There are two ways of configuring hot reload according to the nestjs doc.
In my case, I used the way of leveraging the nest cli.

Steps:

  1. npm i source-map-support, npm i -D @types/source-map-support
  2. Add import "source-map-support/register" to your main.ts
  3. Add devtool: 'inline-source-map' to your webpack-hmr.config.js

And voila! It works as expected.

Here's my webpack-hmr.config.js after finishing Step 3: (same as in the docs but added one line)

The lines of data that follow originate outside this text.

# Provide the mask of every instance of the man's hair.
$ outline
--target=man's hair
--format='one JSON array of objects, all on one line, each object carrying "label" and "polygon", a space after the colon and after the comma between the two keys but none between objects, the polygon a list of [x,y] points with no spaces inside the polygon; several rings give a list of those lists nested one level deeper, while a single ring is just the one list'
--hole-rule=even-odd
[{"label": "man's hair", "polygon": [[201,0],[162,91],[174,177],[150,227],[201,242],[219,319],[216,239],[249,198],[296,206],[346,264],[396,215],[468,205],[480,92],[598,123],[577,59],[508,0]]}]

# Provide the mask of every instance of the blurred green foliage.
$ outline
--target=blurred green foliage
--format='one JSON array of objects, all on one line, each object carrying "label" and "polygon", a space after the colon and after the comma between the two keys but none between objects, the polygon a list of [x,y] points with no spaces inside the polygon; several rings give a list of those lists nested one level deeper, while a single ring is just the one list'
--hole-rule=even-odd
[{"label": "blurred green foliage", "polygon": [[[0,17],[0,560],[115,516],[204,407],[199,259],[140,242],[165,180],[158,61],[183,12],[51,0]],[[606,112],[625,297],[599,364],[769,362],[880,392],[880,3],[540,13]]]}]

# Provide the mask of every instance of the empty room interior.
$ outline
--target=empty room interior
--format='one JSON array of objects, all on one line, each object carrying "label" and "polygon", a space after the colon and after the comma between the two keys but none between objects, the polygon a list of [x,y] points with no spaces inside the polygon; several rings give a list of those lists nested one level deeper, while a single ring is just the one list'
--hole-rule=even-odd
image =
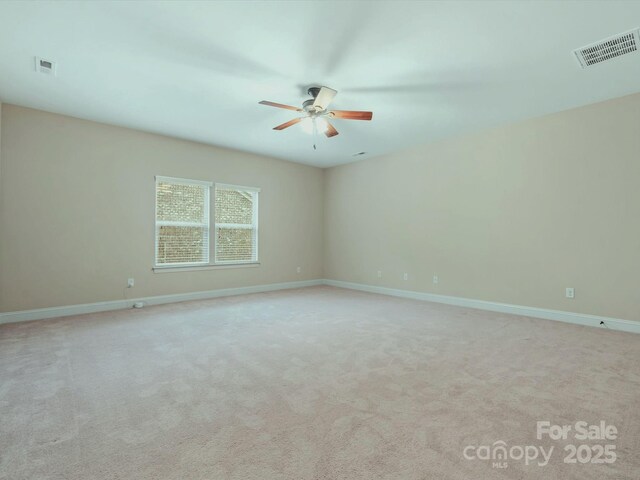
[{"label": "empty room interior", "polygon": [[638,480],[639,29],[0,2],[0,480]]}]

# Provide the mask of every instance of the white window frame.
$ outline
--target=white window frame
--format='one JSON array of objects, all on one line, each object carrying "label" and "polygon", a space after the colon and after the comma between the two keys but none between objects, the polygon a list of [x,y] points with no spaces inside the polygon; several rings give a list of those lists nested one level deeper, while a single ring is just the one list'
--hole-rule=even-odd
[{"label": "white window frame", "polygon": [[[213,182],[205,182],[203,180],[191,180],[187,178],[176,178],[176,177],[162,177],[160,175],[156,175],[155,177],[156,185],[155,185],[155,251],[154,251],[154,268],[180,268],[180,267],[195,267],[200,265],[209,265],[211,260],[211,186]],[[198,185],[205,188],[204,195],[204,216],[206,222],[196,223],[196,222],[174,222],[167,220],[158,221],[158,184],[159,183],[173,183],[177,185]],[[175,263],[158,263],[158,237],[160,232],[160,227],[205,227],[207,229],[208,235],[208,245],[207,245],[207,258],[202,262],[175,262]]]},{"label": "white window frame", "polygon": [[[215,218],[215,208],[213,209],[213,263],[215,265],[245,265],[245,264],[255,264],[260,263],[260,253],[258,251],[258,203],[260,202],[260,189],[257,187],[245,187],[244,185],[232,185],[229,183],[216,183],[213,188],[213,202],[215,206],[215,196],[216,190],[226,189],[226,190],[242,190],[244,192],[251,192],[253,194],[253,212],[251,212],[251,217],[253,218],[253,224],[248,226],[246,224],[239,223],[218,223]],[[216,260],[216,242],[218,241],[218,226],[222,228],[247,228],[253,230],[253,245],[255,245],[256,258],[251,260],[231,260],[231,261],[218,261]]]},{"label": "white window frame", "polygon": [[[197,262],[197,263],[163,263],[158,264],[158,227],[162,225],[182,225],[188,226],[190,224],[185,222],[158,222],[158,203],[157,199],[155,200],[155,251],[154,251],[154,266],[152,270],[156,273],[160,272],[179,272],[179,271],[195,271],[195,270],[206,270],[206,269],[220,269],[220,268],[237,268],[237,267],[257,267],[260,266],[259,261],[259,251],[258,251],[258,203],[260,198],[261,189],[258,187],[247,187],[244,185],[234,185],[230,183],[214,183],[207,182],[203,180],[191,180],[186,178],[177,178],[177,177],[166,177],[156,175],[155,177],[155,195],[157,195],[157,185],[161,182],[167,183],[178,183],[182,185],[204,185],[208,187],[206,189],[206,200],[205,200],[205,214],[208,219],[208,234],[209,234],[209,251],[208,251],[208,261],[207,262]],[[213,188],[212,188],[213,187]],[[236,227],[236,228],[248,228],[247,225],[244,224],[228,224],[228,223],[217,223],[215,219],[215,198],[216,198],[216,188],[225,188],[232,190],[243,190],[245,192],[252,192],[253,195],[253,224],[250,228],[254,231],[253,241],[255,242],[255,252],[256,258],[252,260],[245,261],[216,261],[216,242],[217,242],[217,229],[218,225],[224,226],[226,228]],[[213,190],[213,195],[211,195],[211,190]],[[194,224],[195,226],[195,224]],[[201,224],[197,224],[197,226],[201,226]]]}]

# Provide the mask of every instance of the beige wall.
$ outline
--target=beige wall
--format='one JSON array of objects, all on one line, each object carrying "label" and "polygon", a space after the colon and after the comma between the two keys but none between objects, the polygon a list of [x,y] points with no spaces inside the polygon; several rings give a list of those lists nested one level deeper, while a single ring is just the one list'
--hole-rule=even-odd
[{"label": "beige wall", "polygon": [[[1,137],[0,311],[322,277],[320,169],[7,104]],[[154,175],[261,187],[262,265],[154,274]]]},{"label": "beige wall", "polygon": [[324,234],[326,278],[638,320],[640,94],[332,168]]}]

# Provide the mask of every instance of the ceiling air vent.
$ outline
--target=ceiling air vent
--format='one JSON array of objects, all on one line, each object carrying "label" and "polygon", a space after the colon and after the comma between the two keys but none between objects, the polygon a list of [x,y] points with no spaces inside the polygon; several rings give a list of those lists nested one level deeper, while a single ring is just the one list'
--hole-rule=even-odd
[{"label": "ceiling air vent", "polygon": [[605,38],[599,42],[592,43],[582,48],[574,50],[573,53],[578,59],[582,68],[587,68],[597,63],[602,63],[612,58],[633,53],[638,50],[640,37],[638,29]]},{"label": "ceiling air vent", "polygon": [[45,60],[44,58],[35,57],[36,60],[36,72],[43,73],[45,75],[56,76],[56,62],[51,60]]}]

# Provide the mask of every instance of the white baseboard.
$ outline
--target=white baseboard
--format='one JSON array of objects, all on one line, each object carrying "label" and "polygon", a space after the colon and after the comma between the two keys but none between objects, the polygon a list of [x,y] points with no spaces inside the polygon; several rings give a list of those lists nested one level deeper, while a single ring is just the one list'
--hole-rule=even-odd
[{"label": "white baseboard", "polygon": [[[640,333],[640,322],[623,320],[619,318],[599,317],[584,313],[564,312],[561,310],[549,310],[545,308],[526,307],[522,305],[511,305],[508,303],[488,302],[485,300],[474,300],[471,298],[452,297],[438,295],[435,293],[414,292],[411,290],[399,290],[395,288],[379,287],[375,285],[365,285],[362,283],[342,282],[339,280],[306,280],[300,282],[270,283],[266,285],[253,285],[250,287],[223,288],[218,290],[207,290],[203,292],[176,293],[171,295],[160,295],[156,297],[133,298],[129,300],[112,300],[107,302],[85,303],[82,305],[68,305],[64,307],[39,308],[37,310],[22,310],[18,312],[0,313],[0,324],[24,322],[29,320],[41,320],[45,318],[66,317],[69,315],[81,315],[84,313],[106,312],[109,310],[124,310],[132,308],[136,302],[143,302],[145,305],[161,305],[164,303],[186,302],[189,300],[205,300],[208,298],[228,297],[233,295],[243,295],[247,293],[272,292],[275,290],[286,290],[291,288],[313,287],[317,285],[330,285],[332,287],[348,288],[363,292],[379,293],[382,295],[392,295],[394,297],[411,298],[414,300],[424,300],[427,302],[446,303],[459,307],[477,308],[492,312],[511,313],[525,317],[543,318],[546,320],[557,320],[560,322],[575,323],[591,327],[609,328],[621,330],[623,332]],[[600,322],[604,322],[603,326]]]},{"label": "white baseboard", "polygon": [[132,308],[136,302],[145,305],[161,305],[163,303],[186,302],[189,300],[204,300],[207,298],[229,297],[247,293],[272,292],[291,288],[313,287],[323,285],[323,280],[306,280],[300,282],[269,283],[266,285],[253,285],[250,287],[222,288],[207,290],[204,292],[176,293],[160,295],[157,297],[132,298],[129,300],[112,300],[107,302],[85,303],[81,305],[68,305],[64,307],[39,308],[37,310],[22,310],[19,312],[0,313],[0,325],[3,323],[26,322],[29,320],[42,320],[45,318],[67,317],[69,315],[81,315],[84,313],[106,312],[109,310],[124,310]]},{"label": "white baseboard", "polygon": [[[394,297],[412,298],[414,300],[426,300],[428,302],[446,303],[459,307],[477,308],[492,312],[511,313],[525,317],[544,318],[545,320],[557,320],[560,322],[575,323],[578,325],[588,325],[590,327],[609,328],[611,330],[621,330],[623,332],[640,333],[640,322],[623,320],[620,318],[599,317],[584,313],[563,312],[561,310],[549,310],[546,308],[525,307],[522,305],[511,305],[508,303],[487,302],[485,300],[474,300],[472,298],[451,297],[438,295],[435,293],[414,292],[410,290],[398,290],[394,288],[378,287],[375,285],[365,285],[362,283],[342,282],[339,280],[324,280],[325,285],[332,287],[349,288],[351,290],[361,290],[363,292],[380,293],[382,295],[392,295]],[[604,322],[605,325],[601,325]]]}]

const nodeExternals = require('webpack-node-externals');
const { RunScriptWebpackPlugin } = require('run-script-webpack-plugin');

module.exports = function (options, webpack) {
  return {
    ...options,
    entry: ['webpack/hot/poll?100', options.entry],
    externals: [
      nodeExternals({
        allowlist: ['webpack/hot/poll?100'],
      }),
    ],
    plugins: [
      ...options.plugins,
      new webpack.HotModuleReplacementPlugin(),
      new webpack.WatchIgnorePlugin({
        paths: [/\.js$/, /\.d\.ts$/],
      }),
      new RunScriptWebpackPlugin({
        name: options.output.filename,
        autoRestart: false,
      }),
    ],
    devtool: 'inline-source-map',
  };
};

If you are configuring the hot module reload without the nest cli, add the line to webpack.config.js instead of webpack-hmr.config.js in the Step 3.

1 Comment

Nice! Will definetely give it a try. Didn't know that HMR is also available for Nest.js projects. I thought its more a thing for frontend development. I configured HMR for Angular once and it was kind of pain.